Circular is clearly from 'circle', which is another from the Latin group of languages and where Latin circulus 'small ring, hoop'.

Bulbous is derived from bulb, itself from the French bulbe meaning 'onion'. This can be traced to the Greek bolbos 'plant with round swelling on an underground stem'.

Curved, from curve, can be traced to Latin curvus 'crooked, bent' and ultimately Proto-Indo-European sker 'to turn, bend'.

Elliptical is derived from ellipse, and the first of two words which are not strictly 'round' in the correct sense. Ellipse comes from the Old French ellipse and further back to Latin ellipsis which not only meant 'ellipse' but also 'a falling short, a deficit' and clearly as in the sense of 'not a circle'. These both come from the Greek elleipsis and first coined by Apollonius of Pergia in the 3rd century BCE, to describe the section of the acute-angled cone which is smaller at the base than the side.

Oval is another 'not round' words, comes from Latin ovalis or 'egg-shaped'. Note the term 'Oval Office' to refer to the Presidency of the USA is first seen in 1942.

Spherical is the first of two words which are three dimensional and thus not 'round' in the usual sense. Derived from 'sphere', the word comes from Old French espereand Latin sphaera 'globe, ball, celestial sphere'.

Cylindrical, from cylinder, came to English from Old French cylindre and Latin cylindrus 'roller, cylinder, roll'.

Around has been increasingly ignored in favour of round and, unsurprisingly, shares the same root.
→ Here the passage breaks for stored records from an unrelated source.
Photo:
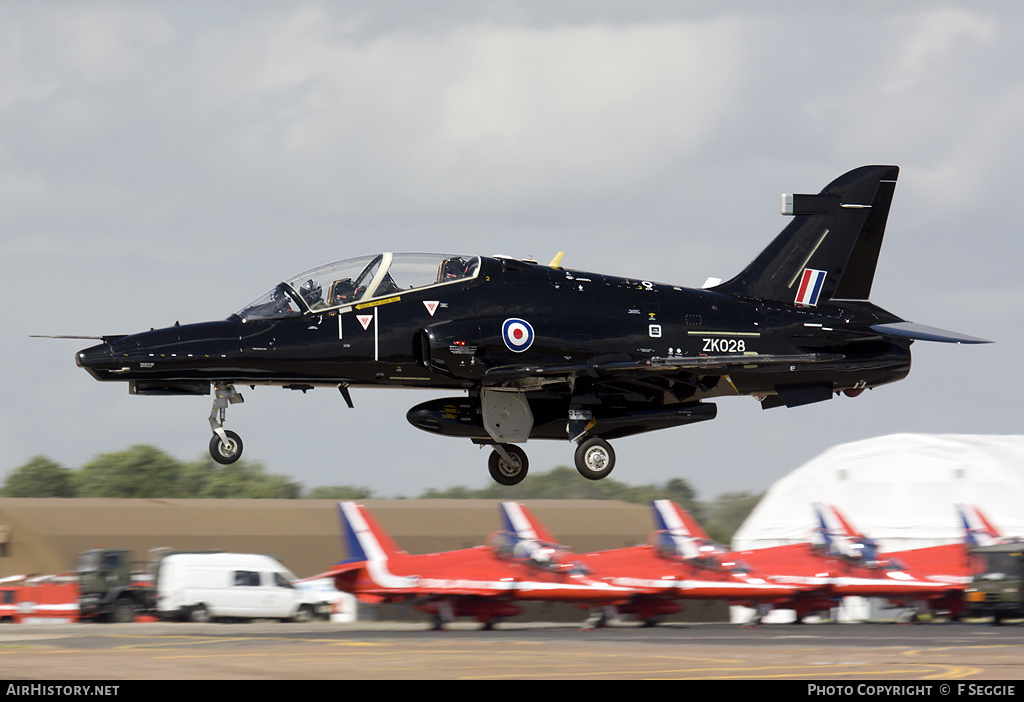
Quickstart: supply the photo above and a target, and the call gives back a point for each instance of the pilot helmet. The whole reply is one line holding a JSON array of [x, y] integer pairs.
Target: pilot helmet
[[310, 292]]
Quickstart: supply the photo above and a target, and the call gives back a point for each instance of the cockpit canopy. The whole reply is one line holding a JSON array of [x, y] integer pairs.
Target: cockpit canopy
[[699, 552], [357, 279]]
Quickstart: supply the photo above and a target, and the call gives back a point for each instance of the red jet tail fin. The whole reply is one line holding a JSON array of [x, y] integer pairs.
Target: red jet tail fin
[[978, 531], [835, 522], [365, 537], [677, 521], [521, 521]]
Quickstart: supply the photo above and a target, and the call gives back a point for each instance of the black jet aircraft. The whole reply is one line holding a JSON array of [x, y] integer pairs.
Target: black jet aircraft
[[543, 352]]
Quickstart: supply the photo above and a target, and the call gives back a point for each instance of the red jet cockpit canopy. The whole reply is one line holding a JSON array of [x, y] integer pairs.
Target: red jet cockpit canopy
[[356, 279]]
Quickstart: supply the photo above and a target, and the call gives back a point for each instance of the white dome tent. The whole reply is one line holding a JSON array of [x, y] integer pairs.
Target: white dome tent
[[901, 490]]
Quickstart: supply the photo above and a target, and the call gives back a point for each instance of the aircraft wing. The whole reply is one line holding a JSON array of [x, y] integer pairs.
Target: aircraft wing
[[909, 330]]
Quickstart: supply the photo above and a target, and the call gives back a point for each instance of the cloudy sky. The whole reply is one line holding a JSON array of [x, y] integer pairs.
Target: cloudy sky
[[172, 161]]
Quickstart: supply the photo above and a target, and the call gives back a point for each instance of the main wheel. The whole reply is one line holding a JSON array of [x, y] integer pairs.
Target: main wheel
[[509, 472], [225, 452], [594, 458]]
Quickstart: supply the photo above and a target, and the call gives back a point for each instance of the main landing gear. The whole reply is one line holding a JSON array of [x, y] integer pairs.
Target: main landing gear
[[594, 459], [225, 446]]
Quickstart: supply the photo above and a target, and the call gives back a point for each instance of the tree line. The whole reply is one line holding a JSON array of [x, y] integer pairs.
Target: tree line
[[150, 473]]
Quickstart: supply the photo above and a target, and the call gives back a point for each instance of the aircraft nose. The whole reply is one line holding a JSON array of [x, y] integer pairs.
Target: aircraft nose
[[95, 358]]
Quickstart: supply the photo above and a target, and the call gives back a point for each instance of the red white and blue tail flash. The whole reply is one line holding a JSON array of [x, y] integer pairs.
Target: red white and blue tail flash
[[810, 288]]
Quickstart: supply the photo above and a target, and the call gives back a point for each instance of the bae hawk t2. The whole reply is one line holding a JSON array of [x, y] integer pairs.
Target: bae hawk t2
[[544, 352]]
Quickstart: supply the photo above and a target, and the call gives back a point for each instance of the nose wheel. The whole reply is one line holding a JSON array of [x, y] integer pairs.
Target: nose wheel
[[595, 458], [225, 449], [225, 446], [508, 465]]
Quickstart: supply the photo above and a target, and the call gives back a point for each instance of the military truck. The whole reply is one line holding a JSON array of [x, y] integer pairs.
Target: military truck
[[110, 589], [996, 589]]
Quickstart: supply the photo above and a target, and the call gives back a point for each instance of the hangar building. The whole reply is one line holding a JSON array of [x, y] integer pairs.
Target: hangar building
[[899, 490]]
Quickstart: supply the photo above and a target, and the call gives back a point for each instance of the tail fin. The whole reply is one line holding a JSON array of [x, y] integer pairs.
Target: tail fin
[[677, 521], [366, 539], [523, 524], [830, 249], [978, 531], [841, 537]]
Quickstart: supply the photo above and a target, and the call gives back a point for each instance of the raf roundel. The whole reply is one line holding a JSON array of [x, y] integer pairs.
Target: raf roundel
[[518, 335]]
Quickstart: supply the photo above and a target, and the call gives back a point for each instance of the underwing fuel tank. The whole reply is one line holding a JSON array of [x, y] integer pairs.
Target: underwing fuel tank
[[463, 417]]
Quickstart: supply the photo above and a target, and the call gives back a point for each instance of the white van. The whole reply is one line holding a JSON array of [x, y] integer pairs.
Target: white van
[[206, 586]]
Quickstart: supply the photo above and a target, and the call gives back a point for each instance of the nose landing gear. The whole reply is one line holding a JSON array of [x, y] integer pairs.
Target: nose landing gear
[[595, 458], [225, 446]]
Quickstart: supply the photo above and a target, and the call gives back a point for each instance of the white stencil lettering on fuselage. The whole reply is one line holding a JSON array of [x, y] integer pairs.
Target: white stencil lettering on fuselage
[[723, 345]]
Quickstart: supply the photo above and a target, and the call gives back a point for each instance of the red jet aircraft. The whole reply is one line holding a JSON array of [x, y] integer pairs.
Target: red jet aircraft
[[484, 582], [681, 563], [946, 564], [843, 570]]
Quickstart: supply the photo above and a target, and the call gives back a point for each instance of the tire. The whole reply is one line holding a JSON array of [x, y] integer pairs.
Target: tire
[[123, 612], [200, 614], [508, 472], [595, 458], [303, 614], [225, 453]]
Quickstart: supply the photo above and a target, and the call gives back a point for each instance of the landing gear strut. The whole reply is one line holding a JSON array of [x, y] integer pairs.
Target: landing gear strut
[[225, 446]]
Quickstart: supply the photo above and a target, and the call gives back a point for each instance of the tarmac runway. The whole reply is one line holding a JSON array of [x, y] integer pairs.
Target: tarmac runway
[[270, 651]]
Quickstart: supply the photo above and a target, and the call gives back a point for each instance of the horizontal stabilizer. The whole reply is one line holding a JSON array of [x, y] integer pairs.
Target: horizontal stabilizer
[[908, 330]]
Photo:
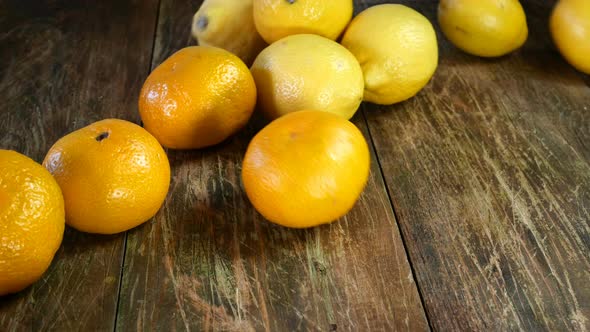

Round is also used in a number of phrases: round the clock is first recorded in 1715; round the world appears in 1600; round the corner in 1743; nobody took a round trip until 1844; a round number (multiples of ten, hundred, thousand, etc) from 1640; to make the rounds as recently as 1967; and nobody bought a round of drinks until 1880 and interestingly it was banned from July 1916 until June 1919.